The Yeomyung School is one of a handful of small private schools seeking to keep young North Korean defectors from falling through the cracks of society in their new home. Many of the students have dropped out of regular South Korean schools, facing harassment from their peers for their differences and unable to apply lessons they learned in North Korea, where education is focused on churning out devoted followers of the totalitarian regime.
Defectors have flooded to the South in recent years, with a record 1,894 arriving in 2004. South Korea’s Unification Ministry, in charge of North Korean issues, said it supports education for 1,659 defector students aged from 6 to 24 — some 28 percent of all defectors now living in South Korea.
High drop-out rates
Statistics on the problem of how many defectors drop out of school are hard to find, but one civic group surveyed three top universities and found nearly 50 percent of defector students dropped out or were expelled. The group tried to get a more complete survey but a dozen other universities declined to respond to their questions.
“The government has no will to take care of these kids,” said Ma Sok-hun, head of the group Hanul Samter. The dropout rate “is such an embarrassing result.”

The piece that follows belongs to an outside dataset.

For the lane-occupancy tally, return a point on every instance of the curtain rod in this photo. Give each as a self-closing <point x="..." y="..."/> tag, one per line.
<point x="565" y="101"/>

The Unification Ministry said it keeps statistics on dropouts but declined to release them, claiming they weren’t completely accurate.
All defectors young and old arriving in South Korea go through a three-month program at a high-security center that aims to give them basic knowledge for living in a capitalist society. Still, children heading back to regular school — sometimes after years off while living in hiding as refugees in China before making it to the South — find they simply can’t keep up.
“At first other children are nice to them but then they bully them in the end,” said Woo Kee-sup, president of Yeomyung School. “Most (defector) students can’t survive at a normal school.”
Realizing the problem, the Unification Ministry said it is planning to set up a transitional school for children next year.
But for now, the organizers of the Yeomyung School say they’re filling a need that the government has been reluctant to acknowledge, providing a lifeline for children defectors since opening in September 2004.
Modern society overwhelming
The North Korean youths have had to cope with famine and economic crisis, and know how to get by with only the basic necessities for life. But Cho Myung-sook, vice president of the Yeomyung School, noted that South Korea’s modern society is simply too complicated for many — with its always-wired technology culture and breakneck development.
“Even youth who have had higher education in North Korea can’t adapt themselves to South Korea,” she said.
Woo said only about 100 students attend special schools like Yeomyung — which administrators said was the largest of four such full-time facilities in South Korea with capacity for 30 youths, who range in age from 17 to 25. Located on a bustling street in a southern Seoul neighborhood, the school takes up two floors of a commercial building with three classrooms, a dining hall and computer center.
Students attend Yeomyung for up to three years, and the school boasts that all seven of its graduates last year were accepted to universities.